China

China media: Hong Kong leadership

CY Leung
Image caption Hong Kong media speculate over the future of Chief Executive CY Leung

Hong Kong media are abuzz with rumours of a potential leadership change after veteran local China watcher Willy Lam quoted Beijing-based sources as saying that plans are afoot to replace Chief Executive CY Leung.

In Tuesday's edition of Apple Daily, Mr Lam wrote that Beijing has a "Plan B" for replacing Mr Leung at an opportune time.

However, pro-establishment politicians quote Wang Guangya, director of the Hong Kong and Macau Affairs Office, as saying that Beijing has no plans to replace Mr Leung.

In an interview with Radio Television Hong Kong last night, Mr Lam says he is not surprised by the Beijing government's vow of support for Mr Leung.

"Until they can find the right person to substitute CY Leung, they will keep it under wraps. They also need to pick the right opportunity to execute the change of leadership," Mr Lam says.

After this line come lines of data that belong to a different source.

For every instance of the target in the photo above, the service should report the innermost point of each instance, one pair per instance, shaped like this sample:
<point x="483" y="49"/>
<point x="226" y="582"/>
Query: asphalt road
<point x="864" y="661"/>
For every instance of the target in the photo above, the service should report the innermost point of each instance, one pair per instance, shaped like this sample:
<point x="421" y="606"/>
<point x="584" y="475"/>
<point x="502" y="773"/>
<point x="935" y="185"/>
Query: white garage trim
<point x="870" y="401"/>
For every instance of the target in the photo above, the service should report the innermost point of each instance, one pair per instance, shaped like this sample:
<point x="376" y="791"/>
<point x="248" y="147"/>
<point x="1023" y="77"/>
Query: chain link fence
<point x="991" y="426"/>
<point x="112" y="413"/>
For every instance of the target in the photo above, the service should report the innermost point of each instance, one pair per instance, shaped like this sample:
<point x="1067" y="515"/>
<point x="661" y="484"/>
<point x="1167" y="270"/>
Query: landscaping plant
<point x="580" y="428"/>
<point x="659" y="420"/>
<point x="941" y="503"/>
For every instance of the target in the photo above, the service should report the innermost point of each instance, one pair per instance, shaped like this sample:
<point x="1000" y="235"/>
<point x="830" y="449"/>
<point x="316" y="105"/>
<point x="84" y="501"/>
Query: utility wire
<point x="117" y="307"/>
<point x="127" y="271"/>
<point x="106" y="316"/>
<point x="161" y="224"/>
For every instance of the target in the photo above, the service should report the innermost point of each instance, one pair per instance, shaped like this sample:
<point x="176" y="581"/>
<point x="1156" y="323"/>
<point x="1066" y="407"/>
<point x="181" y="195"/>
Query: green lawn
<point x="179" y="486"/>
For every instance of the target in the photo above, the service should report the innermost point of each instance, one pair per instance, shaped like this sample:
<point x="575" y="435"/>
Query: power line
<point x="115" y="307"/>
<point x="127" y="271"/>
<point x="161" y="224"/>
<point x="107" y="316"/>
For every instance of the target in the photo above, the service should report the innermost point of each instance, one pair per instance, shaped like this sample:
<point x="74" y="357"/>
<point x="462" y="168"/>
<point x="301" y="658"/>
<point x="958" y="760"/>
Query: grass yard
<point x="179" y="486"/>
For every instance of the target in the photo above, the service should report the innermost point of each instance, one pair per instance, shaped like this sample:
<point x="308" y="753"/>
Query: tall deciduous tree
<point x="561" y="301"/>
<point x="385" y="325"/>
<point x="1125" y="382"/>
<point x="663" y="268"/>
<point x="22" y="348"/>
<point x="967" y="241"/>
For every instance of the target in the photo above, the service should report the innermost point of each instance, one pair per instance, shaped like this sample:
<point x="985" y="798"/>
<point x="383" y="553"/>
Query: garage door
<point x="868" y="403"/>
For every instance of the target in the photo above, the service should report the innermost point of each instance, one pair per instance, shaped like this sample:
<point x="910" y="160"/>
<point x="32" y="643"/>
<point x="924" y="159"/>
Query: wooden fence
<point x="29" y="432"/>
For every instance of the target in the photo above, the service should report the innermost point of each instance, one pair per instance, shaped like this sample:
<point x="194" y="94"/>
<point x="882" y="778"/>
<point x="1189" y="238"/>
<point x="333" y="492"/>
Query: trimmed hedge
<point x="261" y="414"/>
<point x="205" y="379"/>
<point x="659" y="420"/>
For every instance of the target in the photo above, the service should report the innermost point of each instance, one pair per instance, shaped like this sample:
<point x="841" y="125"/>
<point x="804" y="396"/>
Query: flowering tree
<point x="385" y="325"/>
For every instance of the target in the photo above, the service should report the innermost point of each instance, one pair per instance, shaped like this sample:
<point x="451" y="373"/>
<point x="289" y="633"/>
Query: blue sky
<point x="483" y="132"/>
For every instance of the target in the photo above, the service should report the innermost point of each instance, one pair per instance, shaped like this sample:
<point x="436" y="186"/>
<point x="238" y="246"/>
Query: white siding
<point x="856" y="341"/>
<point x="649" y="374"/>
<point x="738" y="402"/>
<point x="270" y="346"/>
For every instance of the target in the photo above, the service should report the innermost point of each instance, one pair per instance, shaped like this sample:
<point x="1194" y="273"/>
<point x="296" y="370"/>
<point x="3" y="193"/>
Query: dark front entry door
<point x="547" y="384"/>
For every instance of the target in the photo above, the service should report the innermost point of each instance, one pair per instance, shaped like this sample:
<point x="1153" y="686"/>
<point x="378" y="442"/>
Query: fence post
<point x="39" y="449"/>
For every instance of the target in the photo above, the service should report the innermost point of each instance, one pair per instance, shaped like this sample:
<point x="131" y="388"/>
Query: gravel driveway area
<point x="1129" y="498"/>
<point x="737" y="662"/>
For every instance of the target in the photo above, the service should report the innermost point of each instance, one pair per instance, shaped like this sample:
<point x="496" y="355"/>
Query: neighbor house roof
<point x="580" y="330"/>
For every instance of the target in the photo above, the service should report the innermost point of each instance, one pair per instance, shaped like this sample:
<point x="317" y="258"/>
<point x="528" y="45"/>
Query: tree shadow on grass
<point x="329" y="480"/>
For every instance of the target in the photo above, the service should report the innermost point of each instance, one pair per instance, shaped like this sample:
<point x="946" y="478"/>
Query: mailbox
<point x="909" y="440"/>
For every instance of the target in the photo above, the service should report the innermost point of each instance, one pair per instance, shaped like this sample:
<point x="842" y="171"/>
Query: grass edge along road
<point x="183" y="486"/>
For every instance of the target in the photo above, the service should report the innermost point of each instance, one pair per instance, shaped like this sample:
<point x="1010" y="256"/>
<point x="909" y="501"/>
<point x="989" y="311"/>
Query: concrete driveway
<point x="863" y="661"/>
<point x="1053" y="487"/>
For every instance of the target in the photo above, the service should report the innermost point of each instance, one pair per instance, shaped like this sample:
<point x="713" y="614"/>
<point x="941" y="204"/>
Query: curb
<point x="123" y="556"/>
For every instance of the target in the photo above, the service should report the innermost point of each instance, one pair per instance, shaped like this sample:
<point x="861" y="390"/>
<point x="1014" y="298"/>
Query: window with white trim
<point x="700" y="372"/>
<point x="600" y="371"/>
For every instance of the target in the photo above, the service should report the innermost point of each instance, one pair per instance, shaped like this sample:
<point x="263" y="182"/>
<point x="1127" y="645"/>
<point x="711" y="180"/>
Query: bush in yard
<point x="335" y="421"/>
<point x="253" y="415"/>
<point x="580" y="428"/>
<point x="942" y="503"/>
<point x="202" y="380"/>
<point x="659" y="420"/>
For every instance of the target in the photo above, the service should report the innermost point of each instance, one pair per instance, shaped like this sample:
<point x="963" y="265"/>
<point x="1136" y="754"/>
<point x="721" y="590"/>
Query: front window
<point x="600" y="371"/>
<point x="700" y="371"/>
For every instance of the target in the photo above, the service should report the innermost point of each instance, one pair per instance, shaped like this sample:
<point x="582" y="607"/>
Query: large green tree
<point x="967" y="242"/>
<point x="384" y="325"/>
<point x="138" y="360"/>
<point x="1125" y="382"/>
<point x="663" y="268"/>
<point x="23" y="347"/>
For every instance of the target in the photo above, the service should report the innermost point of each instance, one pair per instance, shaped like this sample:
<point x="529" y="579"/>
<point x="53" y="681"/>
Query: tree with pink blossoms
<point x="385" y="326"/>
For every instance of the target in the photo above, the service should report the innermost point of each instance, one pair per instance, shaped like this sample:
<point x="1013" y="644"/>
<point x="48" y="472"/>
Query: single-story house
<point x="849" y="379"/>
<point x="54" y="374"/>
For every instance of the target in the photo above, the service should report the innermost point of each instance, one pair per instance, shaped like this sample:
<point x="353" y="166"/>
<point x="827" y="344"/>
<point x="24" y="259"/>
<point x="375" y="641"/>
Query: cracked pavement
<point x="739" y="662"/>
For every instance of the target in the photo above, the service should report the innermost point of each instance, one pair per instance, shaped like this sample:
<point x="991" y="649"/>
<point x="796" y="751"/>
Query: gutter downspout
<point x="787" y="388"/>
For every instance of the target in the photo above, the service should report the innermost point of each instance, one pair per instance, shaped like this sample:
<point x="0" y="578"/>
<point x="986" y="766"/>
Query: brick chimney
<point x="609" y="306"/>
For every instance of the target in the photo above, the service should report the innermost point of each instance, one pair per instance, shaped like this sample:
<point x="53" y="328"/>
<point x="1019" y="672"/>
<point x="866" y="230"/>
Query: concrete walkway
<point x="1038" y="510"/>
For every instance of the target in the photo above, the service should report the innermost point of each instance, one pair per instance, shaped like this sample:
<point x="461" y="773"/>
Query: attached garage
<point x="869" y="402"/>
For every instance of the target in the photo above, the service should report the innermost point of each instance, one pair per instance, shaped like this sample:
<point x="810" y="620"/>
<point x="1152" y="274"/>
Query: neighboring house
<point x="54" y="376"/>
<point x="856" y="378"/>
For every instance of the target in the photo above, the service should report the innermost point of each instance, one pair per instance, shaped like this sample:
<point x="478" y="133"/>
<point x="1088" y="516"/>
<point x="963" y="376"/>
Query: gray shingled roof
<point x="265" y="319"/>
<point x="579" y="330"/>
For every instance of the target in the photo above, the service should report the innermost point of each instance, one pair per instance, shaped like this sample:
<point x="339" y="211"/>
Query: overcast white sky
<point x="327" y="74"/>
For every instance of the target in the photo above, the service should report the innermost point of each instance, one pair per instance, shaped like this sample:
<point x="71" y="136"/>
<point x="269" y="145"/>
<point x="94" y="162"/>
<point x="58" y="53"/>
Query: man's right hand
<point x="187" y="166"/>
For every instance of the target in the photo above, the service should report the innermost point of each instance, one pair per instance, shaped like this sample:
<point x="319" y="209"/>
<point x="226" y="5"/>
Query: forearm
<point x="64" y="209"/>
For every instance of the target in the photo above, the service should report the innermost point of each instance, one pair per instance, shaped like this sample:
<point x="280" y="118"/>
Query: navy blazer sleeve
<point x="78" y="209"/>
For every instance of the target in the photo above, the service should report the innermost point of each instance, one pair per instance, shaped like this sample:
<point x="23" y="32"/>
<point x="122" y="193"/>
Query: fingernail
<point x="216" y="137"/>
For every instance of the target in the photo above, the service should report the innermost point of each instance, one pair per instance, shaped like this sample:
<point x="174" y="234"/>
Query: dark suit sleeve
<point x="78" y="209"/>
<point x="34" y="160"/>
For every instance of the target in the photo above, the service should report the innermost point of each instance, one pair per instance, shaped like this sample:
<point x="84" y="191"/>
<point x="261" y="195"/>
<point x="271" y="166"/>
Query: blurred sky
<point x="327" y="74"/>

Mr Leung also denied on Tuesday that there was any move to replace him, says South China Morning Post.

Hong Kong's Apple Daily recalls how Beijing officials also quashed rumours of a sacking before "abandoning" embattled former chief executive CH Tung in 2003.

"CY Leung's track record, connections and political qualifications are far inferior to Tung. The Chinese Communists will certainly abandon him in a faster and more ruthless manner," the newspaper predicts.

Beijing-backed newspapers Ta Kung Pao and Wen Wei Po suspect that opposition politicians are spreading rumours about Mr Leung's replacement to build support for Occupy Central, a sit-in protest planned in the city's financial district next year to push for universal suffrage.

'Cold water'

Confusion also continues in the Hong Kong press over another denial of rumours by Beijing. On Tuesday, Hong Kong-based satellite broadcaster Phoenix TV apologised for an unverified report on the party's plans to demote or freeze the promotions of ministerial-level officials if their children do not return to China within a year of graduating from foreign schools.

The report quoting "reliable sources" was originally carried by US-based Chinese-language dissident news website Boxun and also retracted by the Beijing-backed Ta Kung Pao.

Hong Kong's Oriental Daily News says the retraction has greatly disappointed the public.

"It is as though a pot of cold water has been poured directly onto the heads of the public, and an ignited fire of hope has been extinguished once again," it notes gloomily.

Hong Kong's Apple Daily says the retraction of such welcome news was most likely to prevent a backlash from senior officials.

"The government's hasty rumour rebuttal can only show that the higher the degree of public support for such news, the more it will touch on the scruples of those in power," the newspaper concludes.

Crimes against minors

With Children's Day on Saturday approaching, Xinhua and other media are giving prominent coverage to an order by China's supreme court for local courts to show zero tolerance and even execute people for crimes against minors.

A series of child molestation cases have made headlines across China recently.

China Youth Daily and Jing Bao say China must break traditional cultural taboos and introduce better sex education in schools as well as stricter screening of teachers.

In Guangzhou, the local women's federation has issued 10,000 "anti-wolf manuals" to girls and parents to ward off sexual predators, China News Network reports.

The federation revealed that more than 2,506 girls had suffered sexual abuse in Guangdong Province in the past three years. Nearly half of them were aged under 14, and only 35% of the abusers were strangers.

And finally, in a follow-up to the dramatic rescue of a new-born baby rescued from the sewage pipe of a toilet in Pujiang county, Zhejiang, on Monday, The Beijing News says the recovered baby, nicknamed No 59 after his hospital incubator, has been released from hospital.

Police tell Global Times that based on the investigation so far, the mother may avoid charges as she accidently gave birth and was unable to rescue her son. She did not come forward to police for fear of public censure for being an unmarried mother, the newspaper adds.

"I did try to catch him when he fell, but he was too slippery. I even used a mop to help me," the mother was quoted as saying in Qianjiang Evening News.